O aporte financeiro realizado pela agência fomentadora permitiu não só a aquisição de novos equipamentos e de materiais necessários ao sequenciamento genético, como também promoveu a reforma da sala da coleção de cultura de basidiomicetos e a suplementação dos aparelhos de ar condicionado. Com os recursos da Fapesp, foi possível ainda modernizar técnicas já utilizadas e conceder certificação às espécies em cultura pura, com alto potencial de aplicabilidade para diversos setores produtivos.

As pesquisadoras explicam que a quantidade de fungos existentes no Brasil ainda é desconhecida. À medida que as descobertas, as identificações, os inventários e as certificações geram bases de dados, é possível desenvolver modelos preditivos sobre possíveis impactos ambientais, com o objetivo de apoiar importantes decisões no âmbito das políticas públicas para uso e conservação da biodiversidade e na ampliação das possibilidades de inovação, tanto na indústria, como na própria pesquisa.

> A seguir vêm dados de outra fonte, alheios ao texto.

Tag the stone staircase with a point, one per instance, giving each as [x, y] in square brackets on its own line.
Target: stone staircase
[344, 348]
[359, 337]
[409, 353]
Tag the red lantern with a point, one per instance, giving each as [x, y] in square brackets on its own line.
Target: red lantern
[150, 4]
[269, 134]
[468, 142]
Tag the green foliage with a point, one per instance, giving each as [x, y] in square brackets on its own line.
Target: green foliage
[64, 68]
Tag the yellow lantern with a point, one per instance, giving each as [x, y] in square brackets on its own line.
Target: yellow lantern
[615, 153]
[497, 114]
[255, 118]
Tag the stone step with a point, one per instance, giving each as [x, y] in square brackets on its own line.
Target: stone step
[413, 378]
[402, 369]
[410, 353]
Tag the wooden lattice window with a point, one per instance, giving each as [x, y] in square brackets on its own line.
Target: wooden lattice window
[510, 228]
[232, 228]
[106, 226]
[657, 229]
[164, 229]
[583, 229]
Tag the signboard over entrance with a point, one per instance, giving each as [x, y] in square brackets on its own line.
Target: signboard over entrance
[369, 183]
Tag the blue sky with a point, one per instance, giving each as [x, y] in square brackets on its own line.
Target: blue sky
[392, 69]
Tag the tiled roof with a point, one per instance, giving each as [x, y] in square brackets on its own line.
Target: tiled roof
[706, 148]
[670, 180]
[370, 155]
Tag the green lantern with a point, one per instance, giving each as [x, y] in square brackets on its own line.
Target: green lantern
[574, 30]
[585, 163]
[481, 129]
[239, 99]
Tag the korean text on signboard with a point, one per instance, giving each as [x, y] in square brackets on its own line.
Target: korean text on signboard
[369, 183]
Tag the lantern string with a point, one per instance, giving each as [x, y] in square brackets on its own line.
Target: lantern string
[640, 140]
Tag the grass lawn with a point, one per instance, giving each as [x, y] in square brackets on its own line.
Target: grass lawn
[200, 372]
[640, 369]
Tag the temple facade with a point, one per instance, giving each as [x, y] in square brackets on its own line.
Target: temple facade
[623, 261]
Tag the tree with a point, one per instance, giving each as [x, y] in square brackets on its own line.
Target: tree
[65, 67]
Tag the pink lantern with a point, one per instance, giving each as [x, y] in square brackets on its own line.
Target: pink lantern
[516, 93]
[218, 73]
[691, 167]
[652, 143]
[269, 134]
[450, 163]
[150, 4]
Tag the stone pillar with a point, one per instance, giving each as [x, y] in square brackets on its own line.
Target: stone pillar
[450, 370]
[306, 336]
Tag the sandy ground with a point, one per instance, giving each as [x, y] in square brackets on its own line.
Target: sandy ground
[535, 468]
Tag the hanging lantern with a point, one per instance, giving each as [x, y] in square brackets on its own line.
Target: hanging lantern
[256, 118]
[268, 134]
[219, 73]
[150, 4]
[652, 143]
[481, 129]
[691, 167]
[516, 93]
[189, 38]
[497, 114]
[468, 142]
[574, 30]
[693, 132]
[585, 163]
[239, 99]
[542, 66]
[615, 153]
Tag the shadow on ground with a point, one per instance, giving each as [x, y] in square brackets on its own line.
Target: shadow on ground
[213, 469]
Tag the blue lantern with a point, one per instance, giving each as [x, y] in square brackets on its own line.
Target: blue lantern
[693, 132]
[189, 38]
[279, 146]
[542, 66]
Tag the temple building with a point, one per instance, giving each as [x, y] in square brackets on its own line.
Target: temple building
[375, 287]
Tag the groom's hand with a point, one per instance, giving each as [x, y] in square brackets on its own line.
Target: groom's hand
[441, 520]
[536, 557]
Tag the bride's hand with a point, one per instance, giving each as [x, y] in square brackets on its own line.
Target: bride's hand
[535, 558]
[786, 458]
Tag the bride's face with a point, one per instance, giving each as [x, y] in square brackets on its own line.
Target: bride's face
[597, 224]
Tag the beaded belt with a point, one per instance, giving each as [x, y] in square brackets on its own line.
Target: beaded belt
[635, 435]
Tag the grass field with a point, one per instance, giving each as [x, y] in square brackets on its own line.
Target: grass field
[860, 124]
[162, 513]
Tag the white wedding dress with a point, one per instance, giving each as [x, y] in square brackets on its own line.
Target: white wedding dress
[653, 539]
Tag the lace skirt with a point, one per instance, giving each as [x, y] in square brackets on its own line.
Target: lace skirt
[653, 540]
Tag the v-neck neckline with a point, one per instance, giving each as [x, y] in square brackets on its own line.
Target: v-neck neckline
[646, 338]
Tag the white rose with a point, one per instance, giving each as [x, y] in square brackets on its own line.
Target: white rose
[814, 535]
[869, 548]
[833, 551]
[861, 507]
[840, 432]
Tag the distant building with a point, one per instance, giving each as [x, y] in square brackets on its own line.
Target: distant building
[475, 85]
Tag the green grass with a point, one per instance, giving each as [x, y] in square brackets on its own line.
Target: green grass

A pesquisa teve enfoque principal na área do Cinturão Verde da Cidade de São Paulo, área verde que cerca as regiões Metropolitanas de São Paulo e da Baixada Santista. Outro propósito do trabalho foi contribuir com a sensibilização e o envolvimento da comunidade local para proteção das áreas estudadas, como é o caso do município de Juquitiba. “Temos como meta desenvolver um guia de identificação das espécies e vivências com os moradores, para mostrar o papel dos fungos na natureza, como seu uso pode ser feito de maneira sustentável e como a região tem potencial para o ecoturismo”, relata Adriana.

Ainda entre os diferenciais do estudo, destaca-se a formação de recursos humanos em equipes multidisciplinares, destacando ao mercado, profissionais capacitados para atuarem na área da educação ambiental, desenvolverem pesquisas científicas, além de serem importantes formuladores de políticas públicas e de soluções à sociedade em seus diversos setores. No âmbito do projeto, foi possível orientar dois doutorandos, dois mestrandos e ainda criar uma rede colaborativa, com pesquisadores associados de outras instituições nacionais e internacionais.

A pesquisa “Diagnóstico da biodiversidade e qualificação de coleções botânicas” propiciou a ampliação das coleções de fungos existentes no país e foi financiada pela Fapesp, no âmbito do projeto “Desafios para conservação da biodiversidade frente a mudanças climáticas, poluição e uso e ocupação do solo” (Processo Fapesp nº 2017/50341-0).